4.    Hambatan Eksekusi

 

4.1  Faktor di Bidang Perundang-Undangan

HIR dan RBg sebagai hukum acara formil yang diberlakukan produk zaman Belanda untuk itu perlu disesuaikan dengan perkembangan masyarakat. Berbagai usulan para ahli untuk reformasi pelaksanaan sistem tentang eksekusi untuk mencari solusi bagaimana pelaksanaan eksekusi bisa sesuai dengan harapan pencari keadilan.

Contohnya panggilan melalui Kepala Desa, pemberitahuan putusan yang sudah di cap stempel oleh Kepala Desa dianggap sah tanpa mempertimbangkan apakah Kepala Desa telah menyampaikan putusan itu, contoh lain tentang panggilan delegasi pernah terjadi panggilan dari Pengadilan Negeri Jakarta Pusat ke Pengadilan Negeri Jakarta Barat melalui panggilan delegasi. Itu memakan waktu lamanya 1 tahun padahal jarak yang dipanggil hanya beda satu gedung tetapi beda wilayah hukum pengadilan. Begitu juga dengan pemberitahuan putusan dan pemberitahuan lelang juga sistem tentang acara perdata verstek, pembuktian dan lain-lain yang tidak sesuai lagi dengan perkembangan masyarakat dalam era revolusi industri 4.0.
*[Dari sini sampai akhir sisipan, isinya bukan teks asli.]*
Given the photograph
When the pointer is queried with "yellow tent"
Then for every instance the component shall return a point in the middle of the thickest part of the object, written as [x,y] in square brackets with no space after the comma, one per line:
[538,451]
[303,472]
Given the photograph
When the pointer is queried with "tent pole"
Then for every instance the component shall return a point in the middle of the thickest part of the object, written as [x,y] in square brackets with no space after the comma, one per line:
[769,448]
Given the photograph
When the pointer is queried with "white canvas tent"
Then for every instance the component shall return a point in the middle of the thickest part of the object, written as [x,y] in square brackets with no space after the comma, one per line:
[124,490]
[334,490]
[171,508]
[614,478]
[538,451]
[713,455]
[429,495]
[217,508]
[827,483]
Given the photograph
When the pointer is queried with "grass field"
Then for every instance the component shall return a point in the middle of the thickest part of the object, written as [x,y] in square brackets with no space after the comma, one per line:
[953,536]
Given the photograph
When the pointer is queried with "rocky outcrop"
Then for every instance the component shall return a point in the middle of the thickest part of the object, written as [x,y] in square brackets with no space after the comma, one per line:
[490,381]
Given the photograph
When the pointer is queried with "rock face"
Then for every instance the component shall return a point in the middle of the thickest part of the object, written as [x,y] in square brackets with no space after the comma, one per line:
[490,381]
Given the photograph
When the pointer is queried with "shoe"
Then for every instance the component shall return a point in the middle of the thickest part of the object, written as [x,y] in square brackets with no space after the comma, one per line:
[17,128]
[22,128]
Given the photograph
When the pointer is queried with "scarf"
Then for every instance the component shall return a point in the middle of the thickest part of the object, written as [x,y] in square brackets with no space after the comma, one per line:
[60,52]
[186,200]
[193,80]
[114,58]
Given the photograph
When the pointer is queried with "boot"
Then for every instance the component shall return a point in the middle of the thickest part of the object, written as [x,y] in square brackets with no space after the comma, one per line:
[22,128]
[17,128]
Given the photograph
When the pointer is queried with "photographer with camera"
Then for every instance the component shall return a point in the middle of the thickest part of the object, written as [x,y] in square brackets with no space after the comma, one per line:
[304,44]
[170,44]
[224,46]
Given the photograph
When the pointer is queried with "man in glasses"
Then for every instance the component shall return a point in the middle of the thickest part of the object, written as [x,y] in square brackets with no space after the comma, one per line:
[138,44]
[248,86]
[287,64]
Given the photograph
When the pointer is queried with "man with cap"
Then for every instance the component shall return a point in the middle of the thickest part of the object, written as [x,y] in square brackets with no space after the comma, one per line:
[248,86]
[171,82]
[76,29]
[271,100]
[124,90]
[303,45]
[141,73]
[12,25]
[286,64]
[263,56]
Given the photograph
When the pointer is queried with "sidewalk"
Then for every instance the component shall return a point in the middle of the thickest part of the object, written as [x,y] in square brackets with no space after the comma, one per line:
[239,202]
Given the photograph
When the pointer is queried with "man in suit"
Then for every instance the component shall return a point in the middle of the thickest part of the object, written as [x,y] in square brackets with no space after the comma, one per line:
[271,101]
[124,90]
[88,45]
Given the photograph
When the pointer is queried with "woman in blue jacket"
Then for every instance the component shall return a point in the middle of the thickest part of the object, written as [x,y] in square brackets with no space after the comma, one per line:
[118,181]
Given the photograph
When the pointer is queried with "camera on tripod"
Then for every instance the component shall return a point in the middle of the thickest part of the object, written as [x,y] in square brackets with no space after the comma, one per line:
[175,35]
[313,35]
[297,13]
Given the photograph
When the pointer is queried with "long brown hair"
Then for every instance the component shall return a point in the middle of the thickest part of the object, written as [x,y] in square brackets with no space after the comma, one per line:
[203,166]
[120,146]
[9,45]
Untuk memaksa pihak tereksekusi melaksanakan putusan pengadilan diperlukan aturan contempt of court sebagaimana praktek dalam sistem hukum common law. Contempt of court menurut kamus hukum adalah “setiap perbuatan yang dapat dianggap sebagai mempermalukan (embarrass), menghalangi, atau merintangi tugas peradilan dari badan-badan Pengadilan, ataupun segala tindakan yang dapat mengurangi kewibawaannya atau martabatnya. Perbuatan ini dilakukan oleh seseorang dengan sengaja untuk menentang atau melanggar kewibawaan atau martabat yang cenderung untuk menghalangi atau menggagalkan tugas peradilan, atau dilakukan oleh seseorang yang menjadi pihak dalam perkara yang diadili oleh Pengadilan yang dengan sengaja tidak mematuhi perintah-perintahnya yang sah atau lalai melakukan perbuatan-perbuatan yang dibebankan kepadanya”[17].
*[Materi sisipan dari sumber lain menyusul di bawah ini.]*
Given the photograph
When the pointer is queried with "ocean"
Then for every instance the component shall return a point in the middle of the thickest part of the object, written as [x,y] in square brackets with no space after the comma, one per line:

Dalam Rancangan Undang-Undang Hukum Acara Perdata yang disampaikan oleh Yasonna Laoly Menteri Hukum dan HAM (Menkumham) di Komisi III DPR RI pada tanggal 16 Februari 2022, terdapat norma penguatan dalam RUU Hukum Acara Perdata, yaitu: 1) Pihak-pihak yang menjadi saksi dalam melakukan penyitaan, 2) Jangka waktu pengiriman permohonan kasasi, memori kasasi, dan kontra memori kasasi, 3) Kepastian waktu pengiriman salinan putusan kasasi ke pengadilan negeri, 4) Kepastian waktu pengiriman salinan putusan kasasi ke para pihak, 5) Syarat kondisi ketika Mahkamah Agung ingin mendengar sendiri para pihak atau para saksi dalam pemeriksaan kasasi, 6) Penguatan batas waktu pengiriman berkas perkara PK ke Mahkamah Agung, 7) Reformulasi pemeriksaan perkara dengan cara singkat, 8) Pemeriksaan acara pemeriksaan perkara dengan cara cepat dan, 9) Reformulasi jenis putusan. Dan penambahan norma yang muncul atas adanya kebutuhan hukum yang sesuai dengan kesadaran hukum masyarakat, antara lain: 1) Pemanfaatan teknologi dan informasi, pada saat pemanggilan pihak yang berperkara dapat dilakukan secara elektronik, juga dalam pengumuman penetapan, 2) Pemeriksaan perkara dengan cara cepat, kemudahan berusaha bukan hanya dipengaruhi oleh regulasi dan perizinan, tapi juga waktu tunggu yang dihabiskan dalam penyelesaian perkara di pengadilan.[18]

Dalam RUU yang sekarang sedang dibahas, hendaknya diatur penguatan untuk pelaksanaan eksekusi dengan para pihak-pihak yang tidak melaksanakan putusan pengadilan.

 

4.2  Faktor Sumber Daya Manusia (SDM)

Untuk memutuskan suatu perkara hakim harus mempunyai wawasan yang luas baik di bidang substantif maupun prosedural. Oleh karena itu, harus mempunyai “knowledge profesionals”, juga yang perlu diperhatikan harus rajin membaca sejarah dan teori perundang-undangan dan juga hakim memerlukan ilmu pengetahuan terapan (applied knowledge).[19]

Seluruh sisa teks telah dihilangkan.